The foregoing conclusion is supported by the World Bank's Russia Economic Report which shows high level of capacity utilization in industry and high level of employment. The report underlines that when major infrastructure projects came to an end in 2013, the spare labor force and capacity was immediately felt in the economy, thereby making the use of the cyclical policy restrictedly efficient. It is the lack of investment keeping down the potential level of output that has a much more adverse impact on the crisis situation than the lack of measures aimed at engaging certain spare capacity and labor force in economic activity stimulating convergence of actual GDP to its potential level. The basic issues of economic growth should be addressed by eliminating the key structural constraints rather than cyclical policy methods.

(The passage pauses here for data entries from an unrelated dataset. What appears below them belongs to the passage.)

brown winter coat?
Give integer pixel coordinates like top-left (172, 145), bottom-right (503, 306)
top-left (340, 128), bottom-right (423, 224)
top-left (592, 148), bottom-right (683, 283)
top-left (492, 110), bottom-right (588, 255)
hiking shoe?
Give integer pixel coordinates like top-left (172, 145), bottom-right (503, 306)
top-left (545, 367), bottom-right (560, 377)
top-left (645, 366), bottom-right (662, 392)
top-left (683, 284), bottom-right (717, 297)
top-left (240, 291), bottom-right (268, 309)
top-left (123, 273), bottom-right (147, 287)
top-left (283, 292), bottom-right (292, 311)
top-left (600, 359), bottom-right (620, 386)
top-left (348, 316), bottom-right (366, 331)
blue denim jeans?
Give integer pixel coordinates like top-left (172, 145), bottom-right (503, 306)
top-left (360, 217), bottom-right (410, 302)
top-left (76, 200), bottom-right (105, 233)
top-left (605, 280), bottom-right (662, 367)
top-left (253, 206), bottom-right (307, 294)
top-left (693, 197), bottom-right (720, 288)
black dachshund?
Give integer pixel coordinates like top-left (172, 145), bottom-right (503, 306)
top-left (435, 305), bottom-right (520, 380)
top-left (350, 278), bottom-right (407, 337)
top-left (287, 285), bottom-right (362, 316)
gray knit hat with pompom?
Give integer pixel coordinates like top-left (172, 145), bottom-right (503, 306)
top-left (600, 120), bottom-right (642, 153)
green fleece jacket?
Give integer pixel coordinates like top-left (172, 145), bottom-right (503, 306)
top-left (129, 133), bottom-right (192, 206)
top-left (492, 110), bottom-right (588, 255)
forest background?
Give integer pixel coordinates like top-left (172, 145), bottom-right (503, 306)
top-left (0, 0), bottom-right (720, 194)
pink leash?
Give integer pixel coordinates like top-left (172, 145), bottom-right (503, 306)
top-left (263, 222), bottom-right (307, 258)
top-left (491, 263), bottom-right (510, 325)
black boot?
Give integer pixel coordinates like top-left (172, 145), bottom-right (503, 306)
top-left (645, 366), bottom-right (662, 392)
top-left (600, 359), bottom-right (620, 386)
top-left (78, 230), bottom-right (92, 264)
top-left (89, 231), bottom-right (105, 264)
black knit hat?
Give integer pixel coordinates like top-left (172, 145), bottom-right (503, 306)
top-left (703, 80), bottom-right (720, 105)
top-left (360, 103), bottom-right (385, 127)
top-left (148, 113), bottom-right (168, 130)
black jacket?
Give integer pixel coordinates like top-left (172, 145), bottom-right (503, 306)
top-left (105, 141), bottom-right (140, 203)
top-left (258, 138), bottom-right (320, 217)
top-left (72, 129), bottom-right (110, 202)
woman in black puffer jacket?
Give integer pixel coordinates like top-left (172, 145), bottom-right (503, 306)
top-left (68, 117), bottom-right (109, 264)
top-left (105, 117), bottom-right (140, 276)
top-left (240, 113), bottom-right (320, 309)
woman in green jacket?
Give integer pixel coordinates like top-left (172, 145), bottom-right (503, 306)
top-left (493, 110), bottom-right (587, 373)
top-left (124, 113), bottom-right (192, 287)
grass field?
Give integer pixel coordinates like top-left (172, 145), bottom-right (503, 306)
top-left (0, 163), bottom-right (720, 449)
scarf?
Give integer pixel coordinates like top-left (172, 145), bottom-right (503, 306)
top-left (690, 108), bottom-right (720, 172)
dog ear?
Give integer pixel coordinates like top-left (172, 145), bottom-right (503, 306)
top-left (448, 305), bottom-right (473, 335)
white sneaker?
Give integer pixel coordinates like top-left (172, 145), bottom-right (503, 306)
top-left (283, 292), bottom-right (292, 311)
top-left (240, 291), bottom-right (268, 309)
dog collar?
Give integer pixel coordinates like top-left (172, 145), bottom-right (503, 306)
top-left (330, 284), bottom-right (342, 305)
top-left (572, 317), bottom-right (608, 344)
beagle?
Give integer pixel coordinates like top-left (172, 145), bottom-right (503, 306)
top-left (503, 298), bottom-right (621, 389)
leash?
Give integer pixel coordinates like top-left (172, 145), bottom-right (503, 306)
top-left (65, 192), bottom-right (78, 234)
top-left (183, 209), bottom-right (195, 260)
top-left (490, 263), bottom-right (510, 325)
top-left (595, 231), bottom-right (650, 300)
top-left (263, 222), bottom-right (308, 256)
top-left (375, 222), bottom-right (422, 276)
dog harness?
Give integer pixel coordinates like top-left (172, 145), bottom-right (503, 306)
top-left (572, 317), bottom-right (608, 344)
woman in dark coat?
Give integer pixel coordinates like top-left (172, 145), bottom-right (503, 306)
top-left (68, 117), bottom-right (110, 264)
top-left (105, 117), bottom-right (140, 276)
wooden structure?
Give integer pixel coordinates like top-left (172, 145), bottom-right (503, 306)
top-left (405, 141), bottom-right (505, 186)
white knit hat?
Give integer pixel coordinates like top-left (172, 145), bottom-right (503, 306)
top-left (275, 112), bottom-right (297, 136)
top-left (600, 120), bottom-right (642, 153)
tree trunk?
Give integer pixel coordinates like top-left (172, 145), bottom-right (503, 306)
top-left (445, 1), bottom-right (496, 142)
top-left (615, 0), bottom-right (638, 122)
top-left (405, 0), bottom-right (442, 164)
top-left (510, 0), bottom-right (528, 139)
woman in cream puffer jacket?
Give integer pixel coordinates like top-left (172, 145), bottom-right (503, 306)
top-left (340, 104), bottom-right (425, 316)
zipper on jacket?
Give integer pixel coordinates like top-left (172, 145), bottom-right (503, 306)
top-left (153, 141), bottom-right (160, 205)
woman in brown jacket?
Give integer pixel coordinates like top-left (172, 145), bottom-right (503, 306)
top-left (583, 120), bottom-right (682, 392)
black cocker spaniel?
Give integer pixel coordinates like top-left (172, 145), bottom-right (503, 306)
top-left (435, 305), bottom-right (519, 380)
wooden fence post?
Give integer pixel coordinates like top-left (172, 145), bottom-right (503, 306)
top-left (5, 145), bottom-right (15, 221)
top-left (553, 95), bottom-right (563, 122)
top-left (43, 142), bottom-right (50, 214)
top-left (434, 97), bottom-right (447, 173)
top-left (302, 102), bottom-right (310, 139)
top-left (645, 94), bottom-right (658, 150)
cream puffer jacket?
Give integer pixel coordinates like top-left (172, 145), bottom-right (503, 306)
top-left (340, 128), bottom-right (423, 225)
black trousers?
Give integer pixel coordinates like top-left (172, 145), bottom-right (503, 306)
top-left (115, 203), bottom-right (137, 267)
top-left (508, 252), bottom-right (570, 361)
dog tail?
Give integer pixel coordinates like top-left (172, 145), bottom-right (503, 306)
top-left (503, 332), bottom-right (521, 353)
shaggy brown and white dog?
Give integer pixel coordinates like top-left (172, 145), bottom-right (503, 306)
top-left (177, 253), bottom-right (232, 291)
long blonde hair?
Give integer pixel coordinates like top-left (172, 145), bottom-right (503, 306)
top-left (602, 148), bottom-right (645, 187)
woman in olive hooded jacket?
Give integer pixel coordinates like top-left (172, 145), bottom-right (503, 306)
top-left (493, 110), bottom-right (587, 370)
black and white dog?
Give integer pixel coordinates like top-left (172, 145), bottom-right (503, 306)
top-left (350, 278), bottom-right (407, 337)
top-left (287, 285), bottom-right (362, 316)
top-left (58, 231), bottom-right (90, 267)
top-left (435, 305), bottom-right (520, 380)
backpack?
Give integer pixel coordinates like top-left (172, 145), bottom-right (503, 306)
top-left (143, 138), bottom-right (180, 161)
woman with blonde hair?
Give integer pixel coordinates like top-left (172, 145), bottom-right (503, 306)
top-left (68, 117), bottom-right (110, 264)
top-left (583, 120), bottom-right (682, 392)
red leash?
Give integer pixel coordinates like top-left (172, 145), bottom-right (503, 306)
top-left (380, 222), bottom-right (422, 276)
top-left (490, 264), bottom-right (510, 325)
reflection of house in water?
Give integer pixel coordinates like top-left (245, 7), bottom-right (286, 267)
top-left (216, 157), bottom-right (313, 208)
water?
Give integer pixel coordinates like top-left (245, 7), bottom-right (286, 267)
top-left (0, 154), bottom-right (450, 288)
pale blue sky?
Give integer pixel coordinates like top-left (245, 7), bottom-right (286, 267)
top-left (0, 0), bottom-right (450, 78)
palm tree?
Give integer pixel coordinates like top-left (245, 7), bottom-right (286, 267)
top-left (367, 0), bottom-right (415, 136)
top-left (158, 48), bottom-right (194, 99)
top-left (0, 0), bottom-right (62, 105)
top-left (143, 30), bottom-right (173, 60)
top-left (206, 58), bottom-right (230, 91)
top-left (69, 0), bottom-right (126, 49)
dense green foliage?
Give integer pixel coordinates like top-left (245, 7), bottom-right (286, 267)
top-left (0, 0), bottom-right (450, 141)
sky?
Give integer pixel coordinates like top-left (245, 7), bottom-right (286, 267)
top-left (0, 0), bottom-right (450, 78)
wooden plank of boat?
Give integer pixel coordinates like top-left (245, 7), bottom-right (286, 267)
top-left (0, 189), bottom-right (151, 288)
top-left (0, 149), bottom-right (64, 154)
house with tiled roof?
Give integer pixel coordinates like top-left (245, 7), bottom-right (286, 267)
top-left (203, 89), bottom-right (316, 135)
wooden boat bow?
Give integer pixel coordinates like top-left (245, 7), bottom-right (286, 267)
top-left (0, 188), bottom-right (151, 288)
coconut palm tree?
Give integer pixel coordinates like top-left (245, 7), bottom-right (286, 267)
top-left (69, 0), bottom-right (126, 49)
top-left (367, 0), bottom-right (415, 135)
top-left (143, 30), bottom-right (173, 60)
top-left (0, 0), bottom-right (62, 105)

Until recently, corruption and privatization slow growth rate have been the main but by far not the sole factors constraining the economic development. The result of the former was and is low probability of seeing return on investment, while the latter is inadequate effectiveness of large Russian companies. Now that these challenges have recently been topped with a credibility crisis, investment in the Russian economy has become even more scarce and borrowings more expensive.


Cyclical policy measures may therefore be nothing but a temporal supplement to the package of the reforms critical for this stage of economic development. They are required not for resuming a steady growth, but rather to make attempts to buy time which is needed to undertake structural reforms and address the key issues.


The challenge, however, is that the issue of poor investment climate which, as noted above, might have given way to the credibility crisis is unlikely to be resolved in relatively short term and might need extra time.


This extra time may be bought exactly through privatization which was promised a few years ago but extremely slow. Indeed, privatization itself needs time including the implementation of measures of increasing companies' net worth which is low amid the current crisis period. Privatization, however, can be controlled and implemented within a relatively limited term. Potentially, privatization may allow not only the budget to be replenished, but also offer hope for enhancing the effectiveness and development of privatized companies, and therefore growth in expected tax revenues.